Before the early 1950s, scientists knew very little about the structure of the ocean floor. Piecing together maps that they made, she and Heezen revealed a 40,000-mile underwater ridge girdling the globe. With that discovery, they laid the foundation for later work that showed the sea floor spreads from central ridges and that the continents are in motion with respect to one another — a revolutionary and controversial theory among geologists at the time, but crucial to the development of plate tectonic theory.

Heezen was initially unconvinced as the idea would have supported continental drift, then a controversial theory. Instead, for a time, he dismissed her explanation as “girl talk”. (This was according to Tharp’s memoirs excerpted on the Woods Hole website, here.)

But as additional data confirmed her theory, Heezen at least shared their data at conferences. (Tharp recalled that after a talk by Heezen in a 1957 meeting, the eminent Princeton geologist Harry Hess, who later developed the theory of seafloor spreading, stood up and said, “Young man, you have shaken the foundations of geology!” She did not indicate whether or not Heezen credited her contributions.)

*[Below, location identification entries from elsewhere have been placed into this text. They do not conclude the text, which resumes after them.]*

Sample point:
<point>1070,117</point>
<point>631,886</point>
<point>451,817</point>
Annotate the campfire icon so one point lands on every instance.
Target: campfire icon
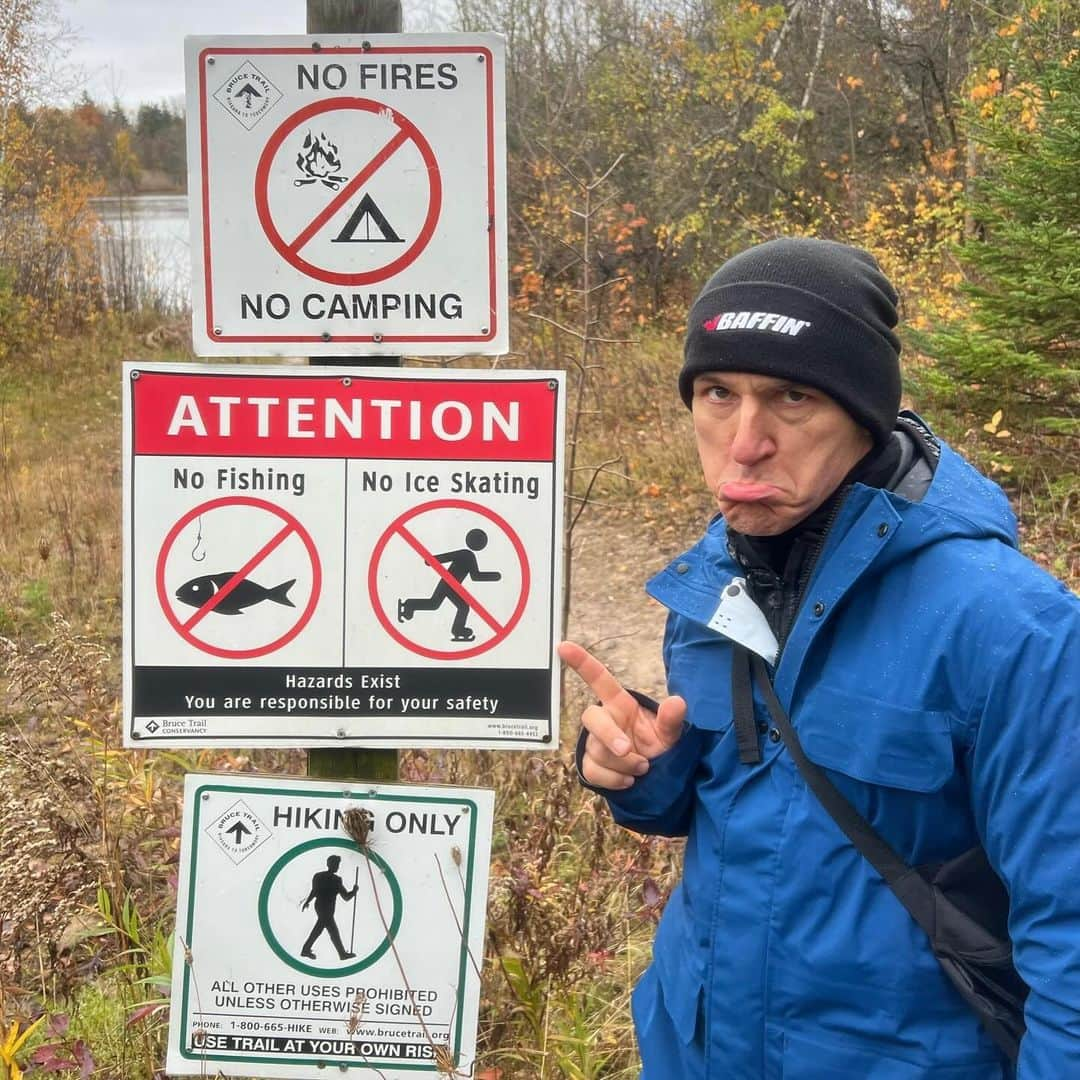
<point>319,161</point>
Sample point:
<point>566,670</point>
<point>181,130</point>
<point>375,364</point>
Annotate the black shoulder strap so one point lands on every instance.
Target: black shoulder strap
<point>913,891</point>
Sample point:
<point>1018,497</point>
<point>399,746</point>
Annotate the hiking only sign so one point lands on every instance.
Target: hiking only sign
<point>318,556</point>
<point>348,194</point>
<point>328,927</point>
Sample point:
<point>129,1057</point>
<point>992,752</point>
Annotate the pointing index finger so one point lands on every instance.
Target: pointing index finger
<point>596,676</point>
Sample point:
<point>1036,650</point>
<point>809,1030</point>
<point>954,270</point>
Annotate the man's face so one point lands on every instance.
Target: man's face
<point>771,450</point>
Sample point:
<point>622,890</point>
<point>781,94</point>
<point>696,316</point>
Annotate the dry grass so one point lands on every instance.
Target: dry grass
<point>89,832</point>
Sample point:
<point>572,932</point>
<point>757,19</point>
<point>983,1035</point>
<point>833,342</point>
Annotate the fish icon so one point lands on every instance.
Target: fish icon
<point>198,591</point>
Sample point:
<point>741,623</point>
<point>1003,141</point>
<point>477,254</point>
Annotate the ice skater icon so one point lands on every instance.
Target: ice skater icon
<point>460,564</point>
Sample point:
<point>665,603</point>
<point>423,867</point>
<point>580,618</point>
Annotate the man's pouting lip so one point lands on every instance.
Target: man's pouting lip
<point>746,490</point>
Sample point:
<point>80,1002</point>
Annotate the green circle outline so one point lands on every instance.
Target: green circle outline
<point>308,969</point>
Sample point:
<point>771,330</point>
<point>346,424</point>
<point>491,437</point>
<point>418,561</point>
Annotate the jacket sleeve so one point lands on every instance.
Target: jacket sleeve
<point>1025,782</point>
<point>660,802</point>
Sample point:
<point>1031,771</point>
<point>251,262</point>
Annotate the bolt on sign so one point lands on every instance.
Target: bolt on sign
<point>328,926</point>
<point>348,194</point>
<point>341,555</point>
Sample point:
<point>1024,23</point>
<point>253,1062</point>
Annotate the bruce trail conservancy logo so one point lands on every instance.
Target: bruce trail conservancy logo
<point>248,94</point>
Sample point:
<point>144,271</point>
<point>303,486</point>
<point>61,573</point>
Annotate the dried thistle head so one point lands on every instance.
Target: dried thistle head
<point>356,1012</point>
<point>358,824</point>
<point>445,1064</point>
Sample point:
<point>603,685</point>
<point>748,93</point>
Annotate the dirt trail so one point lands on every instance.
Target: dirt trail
<point>615,553</point>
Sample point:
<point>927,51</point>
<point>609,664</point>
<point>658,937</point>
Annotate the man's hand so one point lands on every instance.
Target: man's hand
<point>622,737</point>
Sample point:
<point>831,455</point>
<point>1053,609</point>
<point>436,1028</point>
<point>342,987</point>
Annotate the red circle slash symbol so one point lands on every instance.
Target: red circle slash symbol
<point>451,569</point>
<point>377,138</point>
<point>228,593</point>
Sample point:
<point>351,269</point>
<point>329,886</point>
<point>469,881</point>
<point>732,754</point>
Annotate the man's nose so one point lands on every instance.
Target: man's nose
<point>752,440</point>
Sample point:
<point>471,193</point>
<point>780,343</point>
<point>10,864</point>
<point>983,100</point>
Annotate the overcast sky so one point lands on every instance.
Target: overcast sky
<point>133,50</point>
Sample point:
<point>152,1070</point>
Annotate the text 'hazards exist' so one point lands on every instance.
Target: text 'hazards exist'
<point>325,555</point>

Tharp decided she could show everyone her theory was correct by publishing her maps. She and Heezen added data from other ocean mapping expeditions across the globe. Those data revealed similar ridge features in the Indian Ocean, Arabian Sea, Red Sea, Gulf of Aden, and the Pacific Ocean. Other data plotting earthquakes showed that wherever there was a mid-oceanic ridge, there were earthquakes. 

he World Ocean Floor map was published in 1977 by the Office of Naval Research and is still in wide use today. (Credit: World Ocean Floor Panorama, Bruce C. Heezen and Marie Tharp, 1977. Copyright by Marie Tharp 1977/2003. Reproduced by permission of Marie Tharp Maps LLC and the Lamont-Doherty Earth Observatory)

In time, as Tharp wrote, “The borders of the plates took shape, leading rapidly to the more comprehensive theory of plate tectonics.” She added:

I worked in the background for most of my career as a scientist, but I have absolutely no resentments. I thought I was lucky to have a job that was so interesting. Establishing the rift valley and the mid-ocean ridge that went all the way around the world for 40,000 miles—that was something important. You could only do that once. You can’t find anything bigger than that, at least on this planet.”

Marie Tharp, July 2001. (Credit: Lamont-Doherty Earth Observatory and the estate of Marie Tharp)

Eventually, Marie Tharp received recognition for her accomplishments. She was given awards in geography in 1978, 1996, 1999, and 2001. In 1997, Tharp received double honors from the Library of Congress, which named her one of the four greatest cartographers of the 20th century and included her work in an exhibit in the 100th-anniversary celebration of its Geography and Map Division.

Tharp died of cancer in Nyack, New York, on August 23, 2006, at the age of 86.